N.J. considers higher tolls for higher speeds

July 8, 2008 3:48:18 PM PDT
Paying higher tolls to go faster? Or creating privately-run lanes just for trucks and buses. Those are two of the ideas being proposed for the New Jersey Turnpike. Would you pay extra to drive in a high-speed lane on the Turnpike or the Garden State Parkway that would let you buzz by all the traffic? Zita Hudnut from Medford would.

"If I can get someplace in an hour by paying a couple bucks more rather than paying less money and taking 3 hours, I'll give you the couple bucks and get there in an hour."

Some lawmakers are now discussing the idea of having private companies build and run express lanes on the toll roads and allow them to charge nearly double the normal toll.

That would allow the state to make billions of dollars in road improvements without huge toll hikes for drivers who don't use the special lanes.

One proposal would have an express lane the entire length of the Turnpike for trucks and busses.

Another would build new lanes from exit 8A to exit 6, which leads to the Pennsylvania Turnpike.
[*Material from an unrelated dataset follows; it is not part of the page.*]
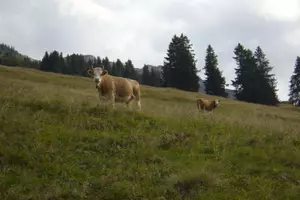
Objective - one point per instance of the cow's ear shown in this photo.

The Parkway would be widened to 3 lanes south of Exit 80 near Toms River all the way down the shore.

"We'd make a decision to continue on the old part of the road where there's no toll increase or take a new section where there would be an increase," said State Senate president Richard Codey.

Letting private firms operate toll road lanes is an idea worth examining, but it alone wouldn't raise enough money to pay for statewide transportation improvements, Gov. Jon Corzine said Tuesday.

"We're looking at a whole host of alternatives, and we have an absolute need to come together with a plan that will allow us to fund both safety and congestion initiatives that I think the public very much expects to be funded," Corzine said. "And we need to make sure that we take on some of the capital projects, and that's going to take a broad financing plan."

"When you have to travel and you want to get where you want to get you don't care how much it costs to get there," said Daphne Williams of Westchester, New York.

"I think they do it in Texas. I've seen it there and people use it a lot. They'll pay extra to be able to just fly down the highway as fast as they can go and not have to stop all the time," said Steve Briggs of Baltimore, Maryland.